PP has maintained staunch unity in
its position against Kosovo's independence. PP founder and
elder statesman Manuel Fraga said February 19 that Spain must
not support Kosovo because one could "draw the same
conclusions about Spain in (the Basque town of) Galdakano or
in a Catalan town. Spain cannot accept that any group
whatsoever can declare itself independent with all the
complications this has implied" in the Balkans.
Of course, as I have maintained, people will read into an event whatever they want.  Separatists in Spain would, of course, be encouraged by Kosovo independence.  But the key point is that these groups existed before the recognition and the recognition would not really change things in Spain.

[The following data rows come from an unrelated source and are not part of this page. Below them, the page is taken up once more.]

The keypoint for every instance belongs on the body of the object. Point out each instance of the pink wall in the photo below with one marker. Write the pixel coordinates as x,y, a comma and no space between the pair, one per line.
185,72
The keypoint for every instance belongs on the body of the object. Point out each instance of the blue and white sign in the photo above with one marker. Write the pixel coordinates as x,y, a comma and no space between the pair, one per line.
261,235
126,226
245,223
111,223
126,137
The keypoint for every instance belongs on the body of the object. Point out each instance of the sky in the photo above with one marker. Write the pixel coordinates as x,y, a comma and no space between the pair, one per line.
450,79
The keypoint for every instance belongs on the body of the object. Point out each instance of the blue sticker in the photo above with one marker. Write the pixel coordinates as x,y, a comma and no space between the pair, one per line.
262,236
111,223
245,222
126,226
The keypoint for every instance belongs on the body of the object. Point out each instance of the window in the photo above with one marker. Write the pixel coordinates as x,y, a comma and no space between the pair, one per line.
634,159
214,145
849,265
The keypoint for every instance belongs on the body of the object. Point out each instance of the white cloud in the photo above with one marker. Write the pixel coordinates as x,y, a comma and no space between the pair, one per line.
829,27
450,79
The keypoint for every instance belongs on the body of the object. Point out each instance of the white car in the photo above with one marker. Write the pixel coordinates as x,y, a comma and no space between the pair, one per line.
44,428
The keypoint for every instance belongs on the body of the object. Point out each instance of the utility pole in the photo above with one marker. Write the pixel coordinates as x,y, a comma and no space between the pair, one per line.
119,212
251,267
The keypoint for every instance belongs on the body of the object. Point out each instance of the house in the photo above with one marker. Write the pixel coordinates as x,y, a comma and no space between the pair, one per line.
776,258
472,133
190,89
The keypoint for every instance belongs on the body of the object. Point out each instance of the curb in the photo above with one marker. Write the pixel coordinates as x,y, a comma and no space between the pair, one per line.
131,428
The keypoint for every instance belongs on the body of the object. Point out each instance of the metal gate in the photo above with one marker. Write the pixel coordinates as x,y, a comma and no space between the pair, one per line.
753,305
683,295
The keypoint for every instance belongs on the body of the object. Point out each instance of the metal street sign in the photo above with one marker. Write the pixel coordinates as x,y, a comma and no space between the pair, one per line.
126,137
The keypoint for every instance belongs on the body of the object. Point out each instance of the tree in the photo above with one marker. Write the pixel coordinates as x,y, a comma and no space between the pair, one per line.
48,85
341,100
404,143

Ah, but wait: the problem was not so much separatists in Spain but the timing:
Sancho told the DCM that it was politically
impossible for the GOS to support Kosovo's unilateral
declaration of independence in the middle of a hotly
contested campaign, and to have expected otherwise was not
Indeed, the funny thing about this cable is that it mentions Spanish support of UN resolutions, arguing that UNSR 1244 does not endorse a unilateral declaration of independence for Kosovo, and Spanish folks then mention withdrawal from Iraq as part of being in accord with the UN.  More importantly, the Spanish participation in KFOR suggests some contradictions, as the US diplomat notes:
the GOS is caught in a logical trap -
how to reconcile their continuing military and civilian
presence in Kosovo with their refusal to recognize Kosovo's
right to independence.
So, perhaps Spain refrained from recognition because of its vulnerability.  Does this falsify my argument?  Maybe, but the vulnerability argument faces some serious challenges from reality as well: plenty of countries vulnerable to secession supported Kosovo's independence, and not just the US (with Alaskan separatism), but the UK, France, Italy, Albania, Canada, Croatia, Belgium, Latvia, Afghanistan, Macedonia, and Somalia (?).

Of course, I am probably just suffering from confirmation bias.